Aydınların ve sağlı sollu liberallerin bir bölümü Ergenekon ismini, Kontrgerilla ya da derin devletle aynı anlamda kullanmaktadırlar. Bunların önemli bir bölümünün iyi niyetli olduklarından da kuşku yok.

Ancak açık ki bu arkadaşlarımız kurulan ideolojik hegemonyanın dilini kullanıyor ve böylece tuzağa düşüyorlar. Böylece yeni hegemonyanın güçlendirilmesine katkıda bulunuyorlar.
Bu ülkede biz Kontrgerilla’yı tanırız. Eskisini de yenisini de…

Bu nedenle İktidarın ve Cemaatin sözcülerinin dilini kullandığımız sürece Hrant Dink cinayetinin ört bas edilmesine katkıda bulunuyoruz.
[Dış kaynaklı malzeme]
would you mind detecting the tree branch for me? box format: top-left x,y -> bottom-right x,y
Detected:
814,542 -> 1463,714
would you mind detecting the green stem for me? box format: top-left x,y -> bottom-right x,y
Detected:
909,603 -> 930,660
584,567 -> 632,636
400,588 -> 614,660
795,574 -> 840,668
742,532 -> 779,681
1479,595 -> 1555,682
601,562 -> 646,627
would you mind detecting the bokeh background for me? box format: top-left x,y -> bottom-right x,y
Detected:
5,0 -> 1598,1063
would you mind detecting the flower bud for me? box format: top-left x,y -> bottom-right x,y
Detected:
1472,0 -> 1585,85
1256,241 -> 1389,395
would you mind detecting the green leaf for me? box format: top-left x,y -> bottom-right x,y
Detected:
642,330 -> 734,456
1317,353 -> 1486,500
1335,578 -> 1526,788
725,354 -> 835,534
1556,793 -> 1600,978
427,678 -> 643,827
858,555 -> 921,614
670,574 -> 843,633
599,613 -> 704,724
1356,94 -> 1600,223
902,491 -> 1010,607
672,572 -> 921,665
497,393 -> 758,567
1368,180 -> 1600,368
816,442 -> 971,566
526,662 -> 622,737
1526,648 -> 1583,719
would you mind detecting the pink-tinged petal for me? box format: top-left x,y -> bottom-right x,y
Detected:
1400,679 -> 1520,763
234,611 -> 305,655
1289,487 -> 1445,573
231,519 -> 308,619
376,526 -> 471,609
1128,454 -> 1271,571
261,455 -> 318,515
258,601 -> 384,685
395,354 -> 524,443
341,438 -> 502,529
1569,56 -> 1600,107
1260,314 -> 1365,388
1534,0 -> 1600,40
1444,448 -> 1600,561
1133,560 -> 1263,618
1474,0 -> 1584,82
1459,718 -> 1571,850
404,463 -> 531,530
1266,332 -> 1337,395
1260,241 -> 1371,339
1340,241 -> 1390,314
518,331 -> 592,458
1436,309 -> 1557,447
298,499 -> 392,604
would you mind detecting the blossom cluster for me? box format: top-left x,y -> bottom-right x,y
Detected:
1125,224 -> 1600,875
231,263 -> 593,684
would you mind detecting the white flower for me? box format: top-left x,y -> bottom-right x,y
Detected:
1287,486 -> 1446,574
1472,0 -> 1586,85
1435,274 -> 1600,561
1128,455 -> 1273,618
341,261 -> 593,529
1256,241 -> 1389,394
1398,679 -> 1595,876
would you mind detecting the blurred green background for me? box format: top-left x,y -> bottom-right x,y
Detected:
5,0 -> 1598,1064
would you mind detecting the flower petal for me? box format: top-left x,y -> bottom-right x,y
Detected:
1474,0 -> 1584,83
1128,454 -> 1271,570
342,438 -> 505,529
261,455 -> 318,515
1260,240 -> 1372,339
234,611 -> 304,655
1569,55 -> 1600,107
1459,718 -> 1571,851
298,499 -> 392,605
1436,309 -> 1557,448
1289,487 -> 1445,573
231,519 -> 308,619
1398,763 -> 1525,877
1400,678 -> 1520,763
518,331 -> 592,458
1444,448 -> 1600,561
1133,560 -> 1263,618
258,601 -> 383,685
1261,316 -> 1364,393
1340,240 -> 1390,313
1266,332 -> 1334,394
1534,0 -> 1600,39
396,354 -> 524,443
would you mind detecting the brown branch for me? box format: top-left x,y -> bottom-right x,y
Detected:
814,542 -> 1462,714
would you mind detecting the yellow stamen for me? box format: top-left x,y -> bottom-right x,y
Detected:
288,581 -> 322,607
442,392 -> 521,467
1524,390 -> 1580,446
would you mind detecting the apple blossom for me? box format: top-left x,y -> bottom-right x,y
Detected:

Yargıtay’ın, “örgüt var” gerekçesiyle yerel mahkemenin kararını bozması önemli. Ancak yerel mahkemenin bütün zorlamalara karşın cinayeti Ergenekon davasına bağlayamadığı anımsandığında, yeniden yargılamada gerçek örgütü mü bulacakları, yoksa kurulan tertibe teslim mi olacakları henüz belli değil.

Bu arada, AKP ve Cemaat arasındaki kavgayı anımsadığımızda çok zayıf bir olasılık da olsa bir sürpriz bekleyebiliriz; kim bilir belki bu dava Emniyet’teki Cemaat örgütlenmesine yönelik bir tasfiyenin gerekçesi haline de getirilebilir.